Objections to Discharge
An Objection to Discharge is an action asking the Bankruptcy Court to deny a debtor’s discharge completely. This would work to the benefit of all creditors. It may include certain fraudulent conveyances done within a year of bankruptcy and where the debtor destroys records or hides assets.
Exceptions to Discharge
Asking the Bankruptcy Court to “except” certain debts from discharge only benefits certain individual creditors. An exception to discharge would allow an individual creditor to pursue State law rights on a specific debt after discharge is entered.
Exceptions to Discharge could include debts obtained through fraud, (i.e. where a debtor obtained money by materially failing to list all debts on a credit application); or debts involving willful and malicious injury to property, (i.e. where the debtor sells property securing debt without the secured parties’ authorization).
A Reaffirmation Agreement will re-obligate a debtor on a debt that would otherwise be discharged. After default and the Bankruptcy case is closed, a reaffirmed debt may be collected as if no bankruptcy ever occurred. Allows creditor to collect a deficiency judgment if a default occurs.
Since a creditor cannot force a debtor to execute a Reaffirmation Agreement, they are most effective when the debt is secured by collateral which the debtor wishes to retain, i.e. a car or real estate.
Reaffirmation Agreements must follow certain requirements, such as being in writing and filed with Bankruptcy Court.

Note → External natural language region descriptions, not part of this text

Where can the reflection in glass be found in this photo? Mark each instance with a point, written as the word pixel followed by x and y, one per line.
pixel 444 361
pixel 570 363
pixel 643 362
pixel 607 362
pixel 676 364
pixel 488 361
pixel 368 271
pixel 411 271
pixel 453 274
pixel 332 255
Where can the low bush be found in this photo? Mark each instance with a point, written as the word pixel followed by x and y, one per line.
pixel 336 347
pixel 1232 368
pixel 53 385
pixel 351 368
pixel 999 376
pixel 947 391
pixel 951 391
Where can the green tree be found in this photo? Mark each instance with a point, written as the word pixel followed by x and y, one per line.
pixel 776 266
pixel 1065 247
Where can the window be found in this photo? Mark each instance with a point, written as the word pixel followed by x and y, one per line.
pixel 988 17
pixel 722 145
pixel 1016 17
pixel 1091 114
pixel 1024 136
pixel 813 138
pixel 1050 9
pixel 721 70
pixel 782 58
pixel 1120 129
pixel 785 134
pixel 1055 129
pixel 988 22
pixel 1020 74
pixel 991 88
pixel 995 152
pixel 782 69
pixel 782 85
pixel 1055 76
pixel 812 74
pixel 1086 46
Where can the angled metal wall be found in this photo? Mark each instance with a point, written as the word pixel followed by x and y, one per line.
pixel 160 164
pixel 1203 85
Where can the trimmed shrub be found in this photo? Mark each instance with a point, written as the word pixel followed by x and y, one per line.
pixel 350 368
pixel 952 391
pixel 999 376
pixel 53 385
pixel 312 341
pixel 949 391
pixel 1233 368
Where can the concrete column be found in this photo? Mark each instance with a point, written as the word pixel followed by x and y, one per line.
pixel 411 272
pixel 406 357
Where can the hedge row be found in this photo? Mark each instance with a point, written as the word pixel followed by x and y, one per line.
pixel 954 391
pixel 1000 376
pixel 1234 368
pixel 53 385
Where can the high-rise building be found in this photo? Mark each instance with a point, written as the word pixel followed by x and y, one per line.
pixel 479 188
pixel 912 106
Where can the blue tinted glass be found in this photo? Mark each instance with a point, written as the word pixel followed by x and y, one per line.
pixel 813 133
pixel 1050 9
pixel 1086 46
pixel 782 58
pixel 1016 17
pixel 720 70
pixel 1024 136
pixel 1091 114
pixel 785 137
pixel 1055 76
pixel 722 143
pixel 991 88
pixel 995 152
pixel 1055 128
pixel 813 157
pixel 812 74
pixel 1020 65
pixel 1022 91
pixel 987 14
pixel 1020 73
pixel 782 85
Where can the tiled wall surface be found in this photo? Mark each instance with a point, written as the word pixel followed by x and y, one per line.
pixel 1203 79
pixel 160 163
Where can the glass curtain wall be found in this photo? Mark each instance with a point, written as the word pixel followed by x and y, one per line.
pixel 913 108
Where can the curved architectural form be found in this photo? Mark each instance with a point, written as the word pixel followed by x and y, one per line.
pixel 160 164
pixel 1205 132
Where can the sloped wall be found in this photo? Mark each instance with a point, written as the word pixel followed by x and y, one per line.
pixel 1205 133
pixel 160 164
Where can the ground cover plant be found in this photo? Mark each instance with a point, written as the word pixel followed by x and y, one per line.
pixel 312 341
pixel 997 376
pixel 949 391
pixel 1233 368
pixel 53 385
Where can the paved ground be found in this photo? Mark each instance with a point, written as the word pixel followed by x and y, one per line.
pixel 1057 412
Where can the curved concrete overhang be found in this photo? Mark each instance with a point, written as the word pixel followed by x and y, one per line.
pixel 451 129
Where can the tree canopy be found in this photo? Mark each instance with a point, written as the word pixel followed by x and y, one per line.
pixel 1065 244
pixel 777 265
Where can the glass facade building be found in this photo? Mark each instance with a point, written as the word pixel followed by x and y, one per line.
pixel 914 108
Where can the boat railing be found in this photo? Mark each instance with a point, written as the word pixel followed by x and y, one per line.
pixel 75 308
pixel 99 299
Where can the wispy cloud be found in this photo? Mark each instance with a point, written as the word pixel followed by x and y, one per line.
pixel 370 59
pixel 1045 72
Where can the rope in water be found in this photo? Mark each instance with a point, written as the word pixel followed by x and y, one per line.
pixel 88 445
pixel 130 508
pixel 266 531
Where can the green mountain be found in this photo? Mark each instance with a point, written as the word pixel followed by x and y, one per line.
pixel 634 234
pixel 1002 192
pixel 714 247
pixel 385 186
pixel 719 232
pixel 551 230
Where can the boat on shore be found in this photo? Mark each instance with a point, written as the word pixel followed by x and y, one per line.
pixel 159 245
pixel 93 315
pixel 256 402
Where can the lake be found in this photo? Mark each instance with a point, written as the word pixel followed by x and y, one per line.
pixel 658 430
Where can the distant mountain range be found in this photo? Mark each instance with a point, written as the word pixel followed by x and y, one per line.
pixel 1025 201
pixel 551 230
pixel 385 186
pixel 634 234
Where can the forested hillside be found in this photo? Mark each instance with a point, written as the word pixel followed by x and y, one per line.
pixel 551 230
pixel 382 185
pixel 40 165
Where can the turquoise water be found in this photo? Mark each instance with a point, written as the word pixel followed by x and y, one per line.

Advantages and Disadvantages of Chapter 11 for a Debtor
Advantages of Chapter 11:
- Calmer atmosphere to reorganize;
- Automatic stay of actions against the debtor;
- Consolidation of claims against the debtor;
- Use of cash collateral by court order or stipulation with the secured creditors;
- Work with committee of unsecured creditors;
- Rejection of burdensome contracts and leases under the business judgment rule;
- Restructure debt;
- Bind dissenters;
- Becoming a more attractive entity for possible acquisition as a going-concern, free and clear of liens and claims; and
- Obtaining new credit secured by a first lien, priming the pre-Petition liens and secured claims.
Disadvantages of Chapter 11:
- Equity cushion is needed;
- Operating cash or credit is needed;
- Postpetition cash flow and profits are required to stay in Chapter 11;
- Debtor is limited to the ordinary course of business;
- Extensive disclosure is required;
- Employee relations may be strained;
- Public relations may be adversely effected;
- Possible appointment of a Trustee or examiner;
- Guarantors are not protected; and
- Creditors may file a competing plan after the debtor’s plan exclusive period expires.
Overall, Chapter 11 can be expensive yet cost-effective and worthwhile if the Chapter 11 case is handled properly, especially in comparison with the realistic alternatives for a struggling business.